I have a parquet file with 11 columns. I tried executing below ways in pyspark to read the file. It still assigns header names like Prop_0, Prop_1, Prop_2 instead of reading the starting header as header row.
1.
spark.read.parquet("/FileStore/tables/Order.parquet").show()
dfpq_new=spark.read.format("parquet").load("/FileStore/tables/Order-1.parquet")
dfpq_new=spark.read.format("parquet").option("header", True).option("inferSchema", True).load("/FileStore/tables/Order-1.parquet")

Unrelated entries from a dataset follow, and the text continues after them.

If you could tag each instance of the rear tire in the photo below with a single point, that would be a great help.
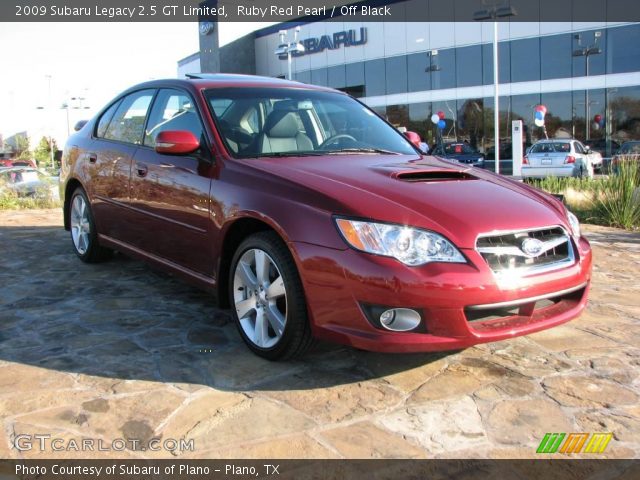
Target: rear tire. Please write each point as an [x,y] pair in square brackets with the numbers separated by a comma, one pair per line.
[267,298]
[84,236]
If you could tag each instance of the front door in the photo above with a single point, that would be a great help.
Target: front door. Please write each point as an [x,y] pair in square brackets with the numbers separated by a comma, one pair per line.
[118,134]
[170,193]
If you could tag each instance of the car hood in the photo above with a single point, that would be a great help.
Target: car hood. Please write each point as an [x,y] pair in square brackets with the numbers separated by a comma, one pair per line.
[462,156]
[457,201]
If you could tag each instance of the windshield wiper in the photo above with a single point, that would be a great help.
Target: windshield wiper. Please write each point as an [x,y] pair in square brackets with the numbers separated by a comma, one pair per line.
[284,154]
[362,150]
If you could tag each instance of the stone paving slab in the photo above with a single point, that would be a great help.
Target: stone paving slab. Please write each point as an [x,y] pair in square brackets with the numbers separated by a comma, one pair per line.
[121,351]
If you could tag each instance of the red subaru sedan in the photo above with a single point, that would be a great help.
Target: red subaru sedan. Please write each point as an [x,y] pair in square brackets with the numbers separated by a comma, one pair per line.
[311,217]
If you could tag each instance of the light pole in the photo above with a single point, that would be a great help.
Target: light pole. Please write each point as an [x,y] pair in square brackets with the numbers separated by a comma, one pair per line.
[48,77]
[433,67]
[586,52]
[494,13]
[289,48]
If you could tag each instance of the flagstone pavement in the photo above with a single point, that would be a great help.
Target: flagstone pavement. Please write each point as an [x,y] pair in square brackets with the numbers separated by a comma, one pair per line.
[133,361]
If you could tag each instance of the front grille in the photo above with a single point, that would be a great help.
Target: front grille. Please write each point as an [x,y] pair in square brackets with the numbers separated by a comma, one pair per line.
[548,249]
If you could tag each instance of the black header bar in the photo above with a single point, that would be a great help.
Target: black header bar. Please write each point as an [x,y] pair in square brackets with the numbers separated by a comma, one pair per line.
[302,11]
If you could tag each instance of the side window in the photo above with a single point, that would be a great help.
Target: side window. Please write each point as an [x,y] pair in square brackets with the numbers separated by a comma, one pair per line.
[128,122]
[105,119]
[253,121]
[173,110]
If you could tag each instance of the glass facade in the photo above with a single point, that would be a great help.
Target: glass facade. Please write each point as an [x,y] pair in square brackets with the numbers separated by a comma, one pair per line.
[572,113]
[472,119]
[590,52]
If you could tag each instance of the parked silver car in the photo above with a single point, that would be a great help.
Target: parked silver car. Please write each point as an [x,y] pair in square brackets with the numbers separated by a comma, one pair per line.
[560,158]
[28,182]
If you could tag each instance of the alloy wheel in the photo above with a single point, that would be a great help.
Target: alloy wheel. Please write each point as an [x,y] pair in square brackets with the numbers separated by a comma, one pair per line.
[80,224]
[260,298]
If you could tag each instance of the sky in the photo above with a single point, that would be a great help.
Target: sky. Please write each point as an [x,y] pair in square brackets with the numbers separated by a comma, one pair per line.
[94,61]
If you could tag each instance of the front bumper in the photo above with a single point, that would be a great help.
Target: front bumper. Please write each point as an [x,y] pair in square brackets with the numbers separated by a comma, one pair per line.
[452,299]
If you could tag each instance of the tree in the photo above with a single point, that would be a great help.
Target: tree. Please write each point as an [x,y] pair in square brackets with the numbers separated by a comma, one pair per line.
[42,153]
[21,147]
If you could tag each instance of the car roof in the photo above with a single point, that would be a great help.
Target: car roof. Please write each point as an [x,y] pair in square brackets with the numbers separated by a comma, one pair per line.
[222,80]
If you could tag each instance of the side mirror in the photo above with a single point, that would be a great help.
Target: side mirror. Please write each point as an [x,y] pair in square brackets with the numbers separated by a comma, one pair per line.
[176,142]
[414,138]
[78,126]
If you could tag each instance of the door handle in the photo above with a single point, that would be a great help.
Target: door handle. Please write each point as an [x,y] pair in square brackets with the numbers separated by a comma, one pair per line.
[141,169]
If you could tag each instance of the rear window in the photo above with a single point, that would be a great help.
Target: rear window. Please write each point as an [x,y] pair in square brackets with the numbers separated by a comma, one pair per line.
[551,147]
[458,148]
[630,148]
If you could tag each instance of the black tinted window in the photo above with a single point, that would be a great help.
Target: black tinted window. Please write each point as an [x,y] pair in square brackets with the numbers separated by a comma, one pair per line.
[105,119]
[128,122]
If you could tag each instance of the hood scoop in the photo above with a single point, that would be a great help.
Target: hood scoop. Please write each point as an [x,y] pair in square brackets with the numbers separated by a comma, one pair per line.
[434,175]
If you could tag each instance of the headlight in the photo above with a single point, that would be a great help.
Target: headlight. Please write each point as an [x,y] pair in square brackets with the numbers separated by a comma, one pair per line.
[575,224]
[411,246]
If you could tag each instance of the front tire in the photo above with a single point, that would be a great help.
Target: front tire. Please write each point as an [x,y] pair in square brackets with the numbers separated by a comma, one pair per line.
[267,298]
[84,236]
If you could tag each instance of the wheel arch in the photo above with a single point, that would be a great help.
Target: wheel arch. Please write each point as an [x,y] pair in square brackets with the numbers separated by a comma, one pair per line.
[69,188]
[234,234]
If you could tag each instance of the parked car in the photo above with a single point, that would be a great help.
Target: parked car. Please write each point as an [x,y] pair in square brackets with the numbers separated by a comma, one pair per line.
[460,152]
[28,182]
[12,162]
[313,228]
[559,158]
[629,151]
[600,145]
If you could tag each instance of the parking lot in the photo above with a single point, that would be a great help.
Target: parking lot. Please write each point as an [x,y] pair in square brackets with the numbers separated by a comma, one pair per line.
[120,351]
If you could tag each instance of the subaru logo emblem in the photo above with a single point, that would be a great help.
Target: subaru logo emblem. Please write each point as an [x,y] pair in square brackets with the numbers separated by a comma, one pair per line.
[532,247]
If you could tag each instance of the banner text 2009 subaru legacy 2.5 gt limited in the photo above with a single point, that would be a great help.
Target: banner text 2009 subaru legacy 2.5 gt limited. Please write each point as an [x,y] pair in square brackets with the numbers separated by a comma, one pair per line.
[311,217]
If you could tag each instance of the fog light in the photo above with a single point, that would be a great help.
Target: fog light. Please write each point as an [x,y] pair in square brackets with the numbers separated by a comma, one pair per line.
[400,319]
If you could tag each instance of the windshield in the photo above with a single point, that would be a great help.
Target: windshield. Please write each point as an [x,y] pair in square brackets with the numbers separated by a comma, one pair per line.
[458,148]
[264,122]
[549,147]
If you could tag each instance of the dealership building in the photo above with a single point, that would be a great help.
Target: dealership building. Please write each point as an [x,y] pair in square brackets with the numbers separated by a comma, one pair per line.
[587,74]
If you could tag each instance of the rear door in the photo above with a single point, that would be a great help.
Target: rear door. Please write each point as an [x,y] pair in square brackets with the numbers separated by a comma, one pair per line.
[118,134]
[170,193]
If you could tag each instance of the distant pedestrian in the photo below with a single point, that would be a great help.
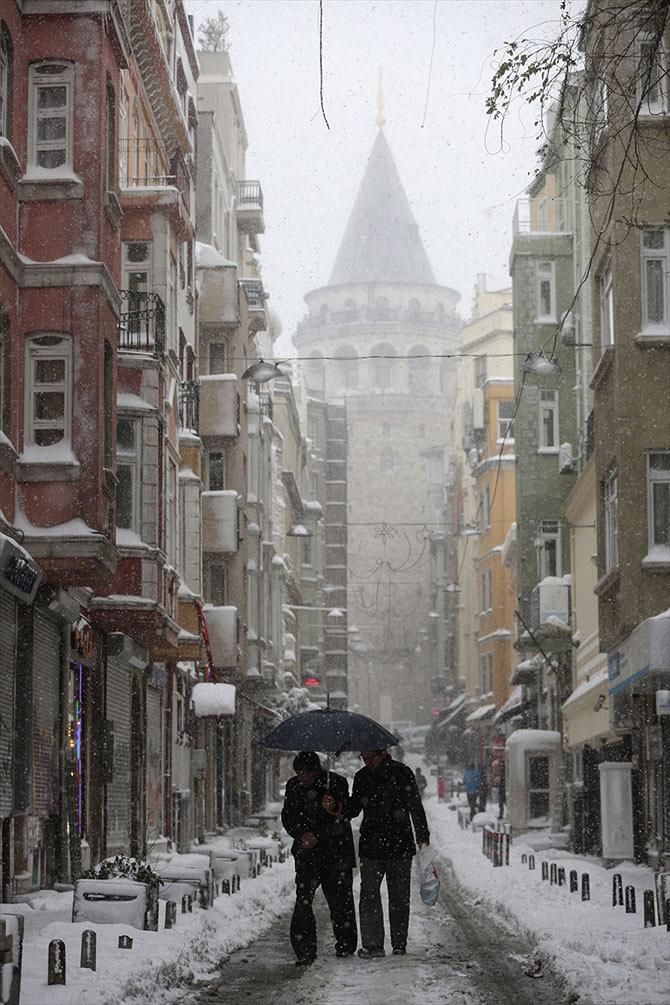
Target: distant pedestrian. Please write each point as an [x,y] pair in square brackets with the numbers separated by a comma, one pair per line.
[482,794]
[422,781]
[502,796]
[471,785]
[315,815]
[387,793]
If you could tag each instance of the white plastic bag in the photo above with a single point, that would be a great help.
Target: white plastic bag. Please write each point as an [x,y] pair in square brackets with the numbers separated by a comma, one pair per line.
[430,881]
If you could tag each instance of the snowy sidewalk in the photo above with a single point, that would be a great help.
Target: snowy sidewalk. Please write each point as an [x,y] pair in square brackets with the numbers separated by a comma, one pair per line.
[605,954]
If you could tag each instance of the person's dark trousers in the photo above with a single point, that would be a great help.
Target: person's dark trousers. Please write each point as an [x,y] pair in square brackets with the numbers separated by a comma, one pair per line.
[336,881]
[398,872]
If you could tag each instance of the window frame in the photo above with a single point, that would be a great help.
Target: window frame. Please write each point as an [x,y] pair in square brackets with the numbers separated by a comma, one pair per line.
[611,525]
[37,80]
[552,407]
[130,458]
[34,353]
[550,318]
[656,477]
[662,254]
[504,435]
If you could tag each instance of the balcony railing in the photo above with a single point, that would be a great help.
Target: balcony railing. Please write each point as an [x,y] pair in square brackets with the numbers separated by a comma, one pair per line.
[141,327]
[541,216]
[189,405]
[143,165]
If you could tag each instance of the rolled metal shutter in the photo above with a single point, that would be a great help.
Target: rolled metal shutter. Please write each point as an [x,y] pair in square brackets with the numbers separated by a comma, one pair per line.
[7,662]
[45,713]
[119,711]
[154,763]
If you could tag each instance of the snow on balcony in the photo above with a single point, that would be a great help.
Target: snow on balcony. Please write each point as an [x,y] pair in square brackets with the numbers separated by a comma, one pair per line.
[219,406]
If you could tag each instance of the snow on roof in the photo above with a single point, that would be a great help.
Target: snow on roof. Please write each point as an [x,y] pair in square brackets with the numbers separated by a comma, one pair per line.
[207,256]
[213,699]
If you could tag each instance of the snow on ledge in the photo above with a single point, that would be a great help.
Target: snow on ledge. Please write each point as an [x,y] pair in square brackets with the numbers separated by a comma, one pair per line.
[213,699]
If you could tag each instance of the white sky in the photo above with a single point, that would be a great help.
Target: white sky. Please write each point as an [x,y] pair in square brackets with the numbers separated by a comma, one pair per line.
[460,184]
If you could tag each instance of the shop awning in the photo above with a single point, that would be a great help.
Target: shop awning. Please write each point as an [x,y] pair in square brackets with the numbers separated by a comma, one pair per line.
[480,714]
[213,699]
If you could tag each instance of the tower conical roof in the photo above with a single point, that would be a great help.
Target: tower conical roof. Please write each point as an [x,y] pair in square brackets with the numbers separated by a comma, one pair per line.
[382,241]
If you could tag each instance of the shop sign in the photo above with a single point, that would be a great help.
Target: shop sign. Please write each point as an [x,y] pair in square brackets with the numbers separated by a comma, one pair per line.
[20,576]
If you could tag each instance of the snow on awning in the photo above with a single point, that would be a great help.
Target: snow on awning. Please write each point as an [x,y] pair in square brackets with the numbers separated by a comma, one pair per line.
[213,699]
[484,712]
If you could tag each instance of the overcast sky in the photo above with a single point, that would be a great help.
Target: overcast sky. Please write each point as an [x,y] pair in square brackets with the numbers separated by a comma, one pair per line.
[460,184]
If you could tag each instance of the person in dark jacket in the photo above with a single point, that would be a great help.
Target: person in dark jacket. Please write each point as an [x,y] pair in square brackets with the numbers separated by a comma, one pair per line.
[323,853]
[387,793]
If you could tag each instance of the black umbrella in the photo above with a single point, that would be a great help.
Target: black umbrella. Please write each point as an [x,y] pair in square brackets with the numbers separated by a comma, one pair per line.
[330,731]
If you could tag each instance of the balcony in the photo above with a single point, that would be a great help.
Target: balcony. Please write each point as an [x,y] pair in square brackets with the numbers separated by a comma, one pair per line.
[189,405]
[219,405]
[541,216]
[219,523]
[255,302]
[222,629]
[250,208]
[141,327]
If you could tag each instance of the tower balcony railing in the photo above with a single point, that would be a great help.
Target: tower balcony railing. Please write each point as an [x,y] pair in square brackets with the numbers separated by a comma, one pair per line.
[141,327]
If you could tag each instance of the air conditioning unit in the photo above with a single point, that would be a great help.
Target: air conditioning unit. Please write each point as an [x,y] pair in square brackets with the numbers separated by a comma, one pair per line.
[566,458]
[478,408]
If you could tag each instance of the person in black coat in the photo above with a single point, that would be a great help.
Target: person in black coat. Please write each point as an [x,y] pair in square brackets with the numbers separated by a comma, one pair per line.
[387,793]
[323,853]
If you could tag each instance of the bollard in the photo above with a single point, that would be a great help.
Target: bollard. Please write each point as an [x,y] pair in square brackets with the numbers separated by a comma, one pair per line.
[586,886]
[56,964]
[630,899]
[649,910]
[88,950]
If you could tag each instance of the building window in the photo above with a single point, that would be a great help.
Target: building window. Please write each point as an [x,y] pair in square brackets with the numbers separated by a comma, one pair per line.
[545,303]
[611,522]
[548,420]
[548,549]
[607,307]
[656,279]
[218,584]
[50,116]
[5,376]
[128,474]
[485,506]
[486,672]
[5,82]
[479,371]
[652,75]
[486,584]
[538,789]
[216,471]
[504,431]
[48,391]
[658,501]
[171,523]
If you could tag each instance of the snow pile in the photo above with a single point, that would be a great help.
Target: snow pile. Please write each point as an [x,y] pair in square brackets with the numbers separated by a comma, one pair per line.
[605,954]
[161,964]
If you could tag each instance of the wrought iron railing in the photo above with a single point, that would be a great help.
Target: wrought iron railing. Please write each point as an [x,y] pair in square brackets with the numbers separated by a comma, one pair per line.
[249,194]
[141,327]
[189,405]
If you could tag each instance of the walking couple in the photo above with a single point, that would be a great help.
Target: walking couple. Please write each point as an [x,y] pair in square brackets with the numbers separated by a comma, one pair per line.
[316,813]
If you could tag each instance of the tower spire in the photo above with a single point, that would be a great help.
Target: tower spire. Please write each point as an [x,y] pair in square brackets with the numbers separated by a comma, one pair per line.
[381,118]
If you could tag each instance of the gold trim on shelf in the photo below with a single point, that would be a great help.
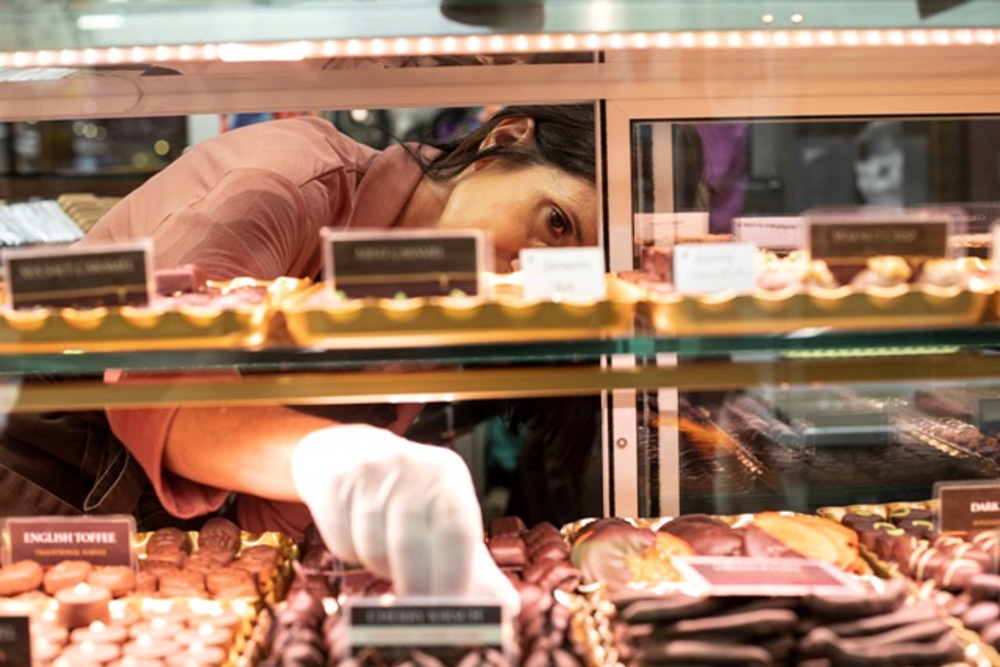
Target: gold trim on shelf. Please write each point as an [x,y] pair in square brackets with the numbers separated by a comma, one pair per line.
[451,384]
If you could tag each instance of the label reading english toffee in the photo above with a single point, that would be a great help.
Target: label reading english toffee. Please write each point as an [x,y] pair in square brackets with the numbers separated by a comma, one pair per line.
[965,506]
[400,264]
[847,242]
[738,576]
[444,630]
[103,540]
[77,279]
[15,641]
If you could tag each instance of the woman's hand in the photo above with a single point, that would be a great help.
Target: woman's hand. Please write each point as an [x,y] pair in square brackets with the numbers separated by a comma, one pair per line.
[408,512]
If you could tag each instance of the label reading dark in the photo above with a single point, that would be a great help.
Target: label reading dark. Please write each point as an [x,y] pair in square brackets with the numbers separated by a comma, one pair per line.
[79,280]
[723,576]
[965,506]
[410,267]
[15,641]
[854,242]
[99,540]
[447,631]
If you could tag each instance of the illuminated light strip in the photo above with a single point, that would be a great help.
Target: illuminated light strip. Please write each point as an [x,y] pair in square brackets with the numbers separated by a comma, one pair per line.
[487,44]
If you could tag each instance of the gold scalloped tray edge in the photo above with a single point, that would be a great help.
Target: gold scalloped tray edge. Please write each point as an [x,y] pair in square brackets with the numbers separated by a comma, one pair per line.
[314,321]
[846,307]
[146,328]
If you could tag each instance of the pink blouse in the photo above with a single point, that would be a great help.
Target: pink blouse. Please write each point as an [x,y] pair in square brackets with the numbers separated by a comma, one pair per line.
[249,202]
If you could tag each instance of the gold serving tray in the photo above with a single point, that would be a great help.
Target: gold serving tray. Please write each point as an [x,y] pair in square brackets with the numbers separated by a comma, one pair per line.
[144,328]
[316,318]
[783,311]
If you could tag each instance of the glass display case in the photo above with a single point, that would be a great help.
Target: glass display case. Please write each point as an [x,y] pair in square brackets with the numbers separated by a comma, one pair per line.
[713,118]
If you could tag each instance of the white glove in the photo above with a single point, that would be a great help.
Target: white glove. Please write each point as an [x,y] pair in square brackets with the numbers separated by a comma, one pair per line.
[407,512]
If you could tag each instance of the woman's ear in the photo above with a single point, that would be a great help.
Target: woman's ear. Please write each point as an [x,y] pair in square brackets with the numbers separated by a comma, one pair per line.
[518,131]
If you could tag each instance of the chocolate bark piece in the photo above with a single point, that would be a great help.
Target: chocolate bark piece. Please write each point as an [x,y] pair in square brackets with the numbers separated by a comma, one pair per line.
[219,534]
[20,577]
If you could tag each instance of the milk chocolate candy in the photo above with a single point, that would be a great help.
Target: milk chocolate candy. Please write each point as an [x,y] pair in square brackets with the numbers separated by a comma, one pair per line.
[506,526]
[985,586]
[229,582]
[508,551]
[19,577]
[168,540]
[219,534]
[65,574]
[119,579]
[182,583]
[540,531]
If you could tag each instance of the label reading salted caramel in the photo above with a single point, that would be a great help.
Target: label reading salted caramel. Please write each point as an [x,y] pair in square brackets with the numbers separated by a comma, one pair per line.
[404,264]
[967,505]
[100,540]
[443,628]
[737,576]
[15,641]
[78,277]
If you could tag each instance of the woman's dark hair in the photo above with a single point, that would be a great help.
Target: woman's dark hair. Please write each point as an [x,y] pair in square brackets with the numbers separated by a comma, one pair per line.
[564,138]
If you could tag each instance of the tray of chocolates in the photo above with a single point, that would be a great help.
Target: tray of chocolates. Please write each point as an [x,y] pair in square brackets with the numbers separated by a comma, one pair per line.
[858,459]
[187,312]
[794,293]
[319,317]
[958,571]
[219,561]
[310,629]
[880,625]
[620,553]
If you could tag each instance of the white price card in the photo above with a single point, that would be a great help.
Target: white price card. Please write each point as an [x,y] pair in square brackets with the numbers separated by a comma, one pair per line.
[995,249]
[772,232]
[563,274]
[701,268]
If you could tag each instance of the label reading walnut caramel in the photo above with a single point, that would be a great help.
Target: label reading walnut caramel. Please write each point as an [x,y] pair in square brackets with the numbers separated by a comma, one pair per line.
[855,241]
[15,641]
[78,278]
[103,540]
[442,628]
[739,576]
[965,506]
[404,264]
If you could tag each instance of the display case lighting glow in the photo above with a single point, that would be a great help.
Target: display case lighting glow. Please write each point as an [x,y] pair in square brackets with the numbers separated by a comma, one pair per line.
[493,44]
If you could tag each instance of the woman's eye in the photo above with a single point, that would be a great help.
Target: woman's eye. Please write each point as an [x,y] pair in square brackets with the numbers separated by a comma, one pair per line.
[559,225]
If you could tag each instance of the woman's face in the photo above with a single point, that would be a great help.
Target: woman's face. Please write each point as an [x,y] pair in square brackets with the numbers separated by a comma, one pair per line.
[524,206]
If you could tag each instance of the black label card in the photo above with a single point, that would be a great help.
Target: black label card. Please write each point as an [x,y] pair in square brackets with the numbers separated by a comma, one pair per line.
[852,242]
[80,279]
[101,540]
[404,265]
[965,506]
[445,630]
[15,641]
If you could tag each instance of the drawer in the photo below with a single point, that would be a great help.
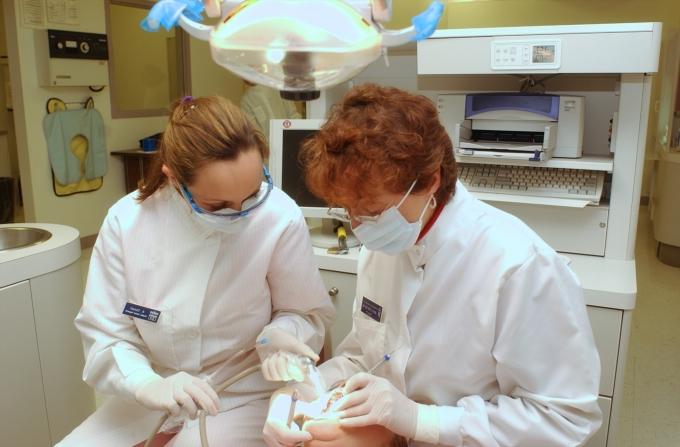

However, when I create an dataframe and save it as parquet file, and then read it -
data1 = (("Bob", "IT", 4500), \
("Maria", "IT", 4600), \
("James", "IT", 3850), \
("Maria", "HR", 4500), \
("James", "IT", 4500), \
("Sam", "HR", 3300), \
("Jen", "HR", 3900), \
("Jeff", "Marketing", 4500), \
("Anand", "Marketing", 2000),\
("Shaid", "IT", 3850) \
)
col = ["Name", "MBA_Stream", "SEM_MARKS"]
marks_pq_df = spark.createDataFrame(data1, col)
marks_pq_df.write.parquet("/FileStore/table/markspq.parquet", mode='overwrite')
spark.read.format("parquet").load("/FileStore/table/markspq.parquet").show()
I am using databricks community edition.